When in 1993 Banda, a Chewa by tribe from Kasungu in the Centre, reluctantly gave up power and multi-party politics was reintroduced through a referendum, the parties that emerged polarised around tribes with their Big Man bosses—Bakili Muluzi as leader of the United Democratic Front (UDF) enjoying massive support from the South and Chakufwa Chihana heading Alliance for Democracy (Aford) dominating the North.
It was not surprising because during Banda’s administration other tribes developed resentment of the Chewa as it was widely believed that Kamuzu had increasingly favoured folks from his ethnic group to senior posts in government.
Today, ethnic grid lines crisscross the countryside. Invisible to outsiders, but as clear as day to the locals. The country is so divided that we are no longer a united Malawian people, but a mob of tribes; the Chewas, Tumbukas, Yaos, Lhomwes, etc.
If you had a chance to listen to speeches during this year’s Mulhako wa Alhomwe festival at Chonde in Mulanje last Sunday, you would understand what I am trying to get at. One of the speakers, Leston Mulli—the businessman who is demanding K270 billion from government for loss of business during 2010 protests—has vowed to do everything in his powers to prevent aspirants who have been critical of President Peter Mutharika’s regime from claiming any seat in the upcoming Tripartite Elections by using ‘a Lhomwe vote’.
He warned: “This is no political gathering but I have one clear message for those going against APM [Mutharika]: you are not winning any seat within the Lhomwe belt, not when I am chairing this gathering. I mean, what those rebels did was impudence and it has no place in our culture as Lhomwes. They lack manners and honestly, I would not expect them to be castigating the president in public like they do at various podiums. We will not sit back and watch. The least we will do is to ensure they lose their seats come May next year.”

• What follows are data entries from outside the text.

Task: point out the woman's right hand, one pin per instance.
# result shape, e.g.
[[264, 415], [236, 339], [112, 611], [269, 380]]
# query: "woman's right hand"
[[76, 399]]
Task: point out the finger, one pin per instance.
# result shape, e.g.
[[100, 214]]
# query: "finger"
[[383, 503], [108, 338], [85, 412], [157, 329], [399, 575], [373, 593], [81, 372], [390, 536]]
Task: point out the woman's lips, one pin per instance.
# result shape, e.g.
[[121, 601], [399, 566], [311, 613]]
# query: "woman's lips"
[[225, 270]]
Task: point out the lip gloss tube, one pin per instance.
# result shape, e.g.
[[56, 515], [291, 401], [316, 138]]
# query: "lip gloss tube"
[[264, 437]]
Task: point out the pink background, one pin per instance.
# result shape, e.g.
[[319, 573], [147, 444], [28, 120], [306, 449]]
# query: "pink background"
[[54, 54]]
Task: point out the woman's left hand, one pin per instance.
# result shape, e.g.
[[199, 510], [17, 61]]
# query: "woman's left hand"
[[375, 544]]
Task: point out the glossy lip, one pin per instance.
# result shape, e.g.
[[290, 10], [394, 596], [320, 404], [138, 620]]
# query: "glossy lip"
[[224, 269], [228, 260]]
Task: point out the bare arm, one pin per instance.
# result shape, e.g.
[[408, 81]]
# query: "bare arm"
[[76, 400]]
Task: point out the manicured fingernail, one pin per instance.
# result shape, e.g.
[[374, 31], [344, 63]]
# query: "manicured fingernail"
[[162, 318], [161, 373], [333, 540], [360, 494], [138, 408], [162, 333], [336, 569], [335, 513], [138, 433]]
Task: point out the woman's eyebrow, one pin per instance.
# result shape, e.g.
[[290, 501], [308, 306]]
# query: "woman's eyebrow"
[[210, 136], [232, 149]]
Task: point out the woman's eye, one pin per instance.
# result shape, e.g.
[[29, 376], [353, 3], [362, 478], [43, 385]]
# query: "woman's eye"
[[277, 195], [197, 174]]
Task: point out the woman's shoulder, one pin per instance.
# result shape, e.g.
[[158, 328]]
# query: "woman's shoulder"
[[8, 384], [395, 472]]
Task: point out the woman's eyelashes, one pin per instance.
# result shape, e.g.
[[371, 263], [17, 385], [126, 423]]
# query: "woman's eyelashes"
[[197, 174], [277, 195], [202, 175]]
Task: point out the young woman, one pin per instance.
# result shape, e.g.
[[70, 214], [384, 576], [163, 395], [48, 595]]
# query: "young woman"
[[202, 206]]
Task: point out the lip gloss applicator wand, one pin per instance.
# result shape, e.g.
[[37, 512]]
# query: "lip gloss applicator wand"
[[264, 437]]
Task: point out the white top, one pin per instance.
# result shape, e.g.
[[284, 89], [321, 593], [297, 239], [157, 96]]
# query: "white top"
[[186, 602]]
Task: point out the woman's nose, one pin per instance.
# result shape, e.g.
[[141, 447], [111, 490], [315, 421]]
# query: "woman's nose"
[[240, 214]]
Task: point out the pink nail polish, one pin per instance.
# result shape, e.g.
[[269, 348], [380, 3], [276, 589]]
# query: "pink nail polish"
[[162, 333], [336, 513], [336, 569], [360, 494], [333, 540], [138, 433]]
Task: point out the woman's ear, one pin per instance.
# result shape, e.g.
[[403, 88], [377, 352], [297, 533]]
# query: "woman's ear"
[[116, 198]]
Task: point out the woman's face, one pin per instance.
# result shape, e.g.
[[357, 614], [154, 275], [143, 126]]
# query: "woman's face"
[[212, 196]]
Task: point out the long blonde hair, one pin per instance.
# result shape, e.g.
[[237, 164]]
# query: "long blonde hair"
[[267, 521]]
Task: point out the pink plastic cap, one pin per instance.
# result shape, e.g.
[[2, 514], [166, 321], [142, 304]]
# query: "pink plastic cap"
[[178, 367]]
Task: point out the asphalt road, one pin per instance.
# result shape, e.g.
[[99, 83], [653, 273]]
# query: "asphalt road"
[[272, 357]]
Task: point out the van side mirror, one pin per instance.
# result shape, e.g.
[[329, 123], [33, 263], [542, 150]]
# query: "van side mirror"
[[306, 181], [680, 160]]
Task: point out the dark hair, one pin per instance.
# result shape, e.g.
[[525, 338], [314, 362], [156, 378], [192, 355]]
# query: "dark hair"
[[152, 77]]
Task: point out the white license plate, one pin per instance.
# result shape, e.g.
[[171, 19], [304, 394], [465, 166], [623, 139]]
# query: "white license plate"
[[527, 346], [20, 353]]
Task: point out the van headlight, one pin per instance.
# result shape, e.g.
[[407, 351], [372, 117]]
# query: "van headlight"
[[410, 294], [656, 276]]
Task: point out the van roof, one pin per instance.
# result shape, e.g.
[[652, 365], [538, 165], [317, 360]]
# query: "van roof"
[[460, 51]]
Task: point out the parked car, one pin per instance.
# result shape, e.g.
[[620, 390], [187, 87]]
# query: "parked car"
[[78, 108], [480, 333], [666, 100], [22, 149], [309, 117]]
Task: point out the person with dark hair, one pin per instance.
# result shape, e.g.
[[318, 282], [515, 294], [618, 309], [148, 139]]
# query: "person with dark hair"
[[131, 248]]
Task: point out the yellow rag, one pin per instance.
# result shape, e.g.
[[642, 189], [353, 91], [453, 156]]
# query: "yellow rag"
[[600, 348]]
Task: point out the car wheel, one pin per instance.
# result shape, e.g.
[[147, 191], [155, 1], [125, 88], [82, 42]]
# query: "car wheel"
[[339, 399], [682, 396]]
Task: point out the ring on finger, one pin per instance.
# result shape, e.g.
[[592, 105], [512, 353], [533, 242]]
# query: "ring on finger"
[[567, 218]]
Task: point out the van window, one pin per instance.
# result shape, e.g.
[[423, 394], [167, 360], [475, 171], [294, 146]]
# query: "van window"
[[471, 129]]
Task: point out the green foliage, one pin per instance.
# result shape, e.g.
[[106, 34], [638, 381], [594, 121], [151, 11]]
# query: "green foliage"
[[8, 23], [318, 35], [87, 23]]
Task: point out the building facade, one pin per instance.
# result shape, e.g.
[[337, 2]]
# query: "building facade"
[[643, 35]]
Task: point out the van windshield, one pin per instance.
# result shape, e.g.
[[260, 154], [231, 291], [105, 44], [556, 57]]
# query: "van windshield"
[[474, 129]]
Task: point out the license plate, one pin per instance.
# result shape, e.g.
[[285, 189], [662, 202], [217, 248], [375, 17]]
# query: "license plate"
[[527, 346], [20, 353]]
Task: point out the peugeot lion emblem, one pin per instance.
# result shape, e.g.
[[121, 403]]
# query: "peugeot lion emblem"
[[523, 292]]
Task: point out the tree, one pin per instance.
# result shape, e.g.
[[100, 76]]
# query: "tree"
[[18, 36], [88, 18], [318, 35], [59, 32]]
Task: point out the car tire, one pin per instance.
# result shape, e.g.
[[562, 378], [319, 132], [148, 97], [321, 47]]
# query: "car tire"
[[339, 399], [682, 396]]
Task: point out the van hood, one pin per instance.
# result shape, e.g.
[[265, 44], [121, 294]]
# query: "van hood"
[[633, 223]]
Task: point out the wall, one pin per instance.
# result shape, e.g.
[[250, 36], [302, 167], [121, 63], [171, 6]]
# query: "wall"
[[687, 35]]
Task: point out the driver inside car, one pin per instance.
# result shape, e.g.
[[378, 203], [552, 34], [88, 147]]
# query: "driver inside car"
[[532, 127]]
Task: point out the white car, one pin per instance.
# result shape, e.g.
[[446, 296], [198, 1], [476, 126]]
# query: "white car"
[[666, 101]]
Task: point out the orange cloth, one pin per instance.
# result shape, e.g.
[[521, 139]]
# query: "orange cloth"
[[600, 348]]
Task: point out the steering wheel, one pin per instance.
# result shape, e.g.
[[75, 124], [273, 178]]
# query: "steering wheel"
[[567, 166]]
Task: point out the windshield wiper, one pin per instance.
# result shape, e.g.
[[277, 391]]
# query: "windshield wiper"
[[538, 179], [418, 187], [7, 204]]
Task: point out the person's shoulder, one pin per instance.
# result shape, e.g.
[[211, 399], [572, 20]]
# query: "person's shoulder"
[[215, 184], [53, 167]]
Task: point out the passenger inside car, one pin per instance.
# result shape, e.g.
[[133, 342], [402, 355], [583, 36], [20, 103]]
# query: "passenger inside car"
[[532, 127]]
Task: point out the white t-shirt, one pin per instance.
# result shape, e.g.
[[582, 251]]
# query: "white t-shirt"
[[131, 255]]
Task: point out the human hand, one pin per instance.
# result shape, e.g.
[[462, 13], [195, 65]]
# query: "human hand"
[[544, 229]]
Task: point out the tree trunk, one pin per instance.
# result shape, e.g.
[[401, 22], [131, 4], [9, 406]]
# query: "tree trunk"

Mulli must have been referring to a trio of former DPP party leaders from the region that dumped the party to help found United Transformation Movement (UTM), led by Vice-President Saulos Chilima. The three include former Cabinet minister Patricia Kaliati, former DPP director of Youth Lewis Ngalande and Noel Masangwi, a former member of the national governing council (NGC) of the ruling party.
Writing for the BBC in 2012, the late Calestous Juma, who was International development professor at Harvard University, warned of tribal politics. He says leaders who exploit tribal loyalty do so to advance personal gain, parochial interests, patronage, and cronyism.
Before the Lhomwes do a Khashoggi on me, get me right. There is nothing wrong with a tribal grouping such as Mulhako wa Alhomwe. Such groupings promote culture and culture unites us and gives us a sense of security. But to use cultural events to promote tribal politics is wrong as such primitive actions have in the past played a major role in armed conflict and civil unrest across the continent.
So word on the street for all Lhomwes who were seen smiling and clapping hands like clowns for Mulli is that there is nothing like a ‘Lhomwe vote’ but a Malawian vote. By promoting tribal loyalty you risk losing out on some voters from other tribes who might have wanted to support DPP and Mutharika’s candidacy in 2019.
Tribalism is an enemy of development. Stop it now!